Reading generally uses the memory in-place. It is almost a pure operation, except that the read operation prolongs the lifetime of the reference, hence for GC purposes the read operation must have a definite timestamp.

Variable

x = variable [0,0]
x := [1,2]
read x # [1,2]

# if the value is a list
x[1] := 3
x[1] # 3

A variable is a thread-local reference that can store arbitrary packable values. Thread local means that reading/writing from a different thread than the owning thread returns an error. You can get/set the owner with getOwner/setOwner. Initially the thread that allocates the variable owns it.

Reading elides the copy if the reference is dead after the read, otherwise copies.

Stroscot does not allow uninitialized variables, but the semantics of a variable whose value is an exception are a bit like uninitialized variables in other languages. We can make this even stronger by having a special Uninitialized exception. Usage:

x = variable Uninitialized
1 + read x # exception: x is Uninitialized
x := 2
1 + read x # 2
x := Uninitialized
1 + read x # exception again

x = variable Uninitialized is a bit longer than a simple var x, but clearer, and if you want it shorter you can define macros so that var x and vars [x,y,z] are valid syntax.

Shared memory

x = mem [1,2]

A reference to shared memory is a fixed-size array of contiguous bits. The size is restricted to a multiple of bytes or words depending on the ISA. The operations are defined by the CPU; you can use fences, atomics, whatever is in the ISA.

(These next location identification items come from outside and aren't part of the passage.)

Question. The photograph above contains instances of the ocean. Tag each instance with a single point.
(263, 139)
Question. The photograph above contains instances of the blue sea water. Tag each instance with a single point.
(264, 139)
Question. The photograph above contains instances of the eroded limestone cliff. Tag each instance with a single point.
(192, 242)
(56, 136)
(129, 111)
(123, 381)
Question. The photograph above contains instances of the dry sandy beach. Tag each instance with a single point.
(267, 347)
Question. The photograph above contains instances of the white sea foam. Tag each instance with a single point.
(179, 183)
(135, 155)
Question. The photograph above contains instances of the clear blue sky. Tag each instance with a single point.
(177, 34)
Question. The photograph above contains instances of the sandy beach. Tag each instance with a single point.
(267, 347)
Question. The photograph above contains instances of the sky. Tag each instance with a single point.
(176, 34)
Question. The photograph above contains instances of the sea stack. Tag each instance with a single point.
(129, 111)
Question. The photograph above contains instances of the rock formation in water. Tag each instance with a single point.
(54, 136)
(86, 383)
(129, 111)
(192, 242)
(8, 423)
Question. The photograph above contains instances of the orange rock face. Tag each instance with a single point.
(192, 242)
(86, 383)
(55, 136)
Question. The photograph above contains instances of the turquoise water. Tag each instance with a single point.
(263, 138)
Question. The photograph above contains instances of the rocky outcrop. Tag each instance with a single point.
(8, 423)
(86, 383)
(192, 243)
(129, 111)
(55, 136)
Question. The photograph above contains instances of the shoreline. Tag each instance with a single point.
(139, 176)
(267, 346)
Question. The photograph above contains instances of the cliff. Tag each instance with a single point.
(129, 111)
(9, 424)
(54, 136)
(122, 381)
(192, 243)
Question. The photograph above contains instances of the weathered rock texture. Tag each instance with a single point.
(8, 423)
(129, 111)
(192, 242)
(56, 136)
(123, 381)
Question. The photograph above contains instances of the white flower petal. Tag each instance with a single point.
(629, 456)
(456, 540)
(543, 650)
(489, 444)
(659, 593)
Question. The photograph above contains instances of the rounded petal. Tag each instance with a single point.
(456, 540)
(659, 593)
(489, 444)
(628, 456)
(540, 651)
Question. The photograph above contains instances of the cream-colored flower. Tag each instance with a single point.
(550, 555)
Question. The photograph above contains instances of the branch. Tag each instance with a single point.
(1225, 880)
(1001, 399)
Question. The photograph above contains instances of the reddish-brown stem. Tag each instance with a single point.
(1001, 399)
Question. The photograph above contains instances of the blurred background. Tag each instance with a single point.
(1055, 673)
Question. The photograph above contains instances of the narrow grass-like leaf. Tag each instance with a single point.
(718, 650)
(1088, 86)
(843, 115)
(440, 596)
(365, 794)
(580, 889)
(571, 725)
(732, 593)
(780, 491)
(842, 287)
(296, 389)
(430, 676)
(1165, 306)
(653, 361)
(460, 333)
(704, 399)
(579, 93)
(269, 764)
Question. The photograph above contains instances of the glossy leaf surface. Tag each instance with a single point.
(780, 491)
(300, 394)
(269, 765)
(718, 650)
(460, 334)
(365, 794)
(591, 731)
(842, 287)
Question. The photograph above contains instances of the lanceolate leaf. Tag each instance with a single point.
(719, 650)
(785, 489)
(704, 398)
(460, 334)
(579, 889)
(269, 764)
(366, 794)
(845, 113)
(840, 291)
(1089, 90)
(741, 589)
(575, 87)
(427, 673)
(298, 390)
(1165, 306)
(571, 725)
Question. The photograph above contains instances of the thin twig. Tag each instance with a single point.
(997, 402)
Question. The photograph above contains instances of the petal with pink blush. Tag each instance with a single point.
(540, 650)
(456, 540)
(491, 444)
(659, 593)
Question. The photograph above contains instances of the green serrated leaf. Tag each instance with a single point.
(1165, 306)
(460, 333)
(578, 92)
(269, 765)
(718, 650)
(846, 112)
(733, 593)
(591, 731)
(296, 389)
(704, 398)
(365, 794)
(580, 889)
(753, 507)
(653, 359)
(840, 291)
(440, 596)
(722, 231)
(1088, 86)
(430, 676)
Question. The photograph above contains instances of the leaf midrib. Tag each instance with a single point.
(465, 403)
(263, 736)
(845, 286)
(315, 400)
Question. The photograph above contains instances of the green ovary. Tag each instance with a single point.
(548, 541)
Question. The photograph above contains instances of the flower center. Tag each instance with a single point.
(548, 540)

Reading always copies (into a register, usually).

x[1] := 3
x[1] # 3 or the value from some other thread

Each word is its own reference; this uses the word sized load-store operations of the ISA.

Thread-local storage

x = tls 0

See https://docs.microsoft.com/en-us/windows/win32/procthread/using-thread-local-storage

Essentially it’s a shared memory variable that stores Map ThreadId Word, and each thread only sees/writes its own id. So in that sense it behaves similarly to a variable, but OTOH all threads can use it.

Secret

A secret a la Rune represents information stored in a “secure enclave”. This could be implemented via an actual “trusted execution” environment provided by the hardware, but that requires some OS involvement, so instead secrets are just normal memory that is handled carefully to protect it from some attacks. In particular:

  • To prevent data leakage, the memory used for secrets is zeroed when freed.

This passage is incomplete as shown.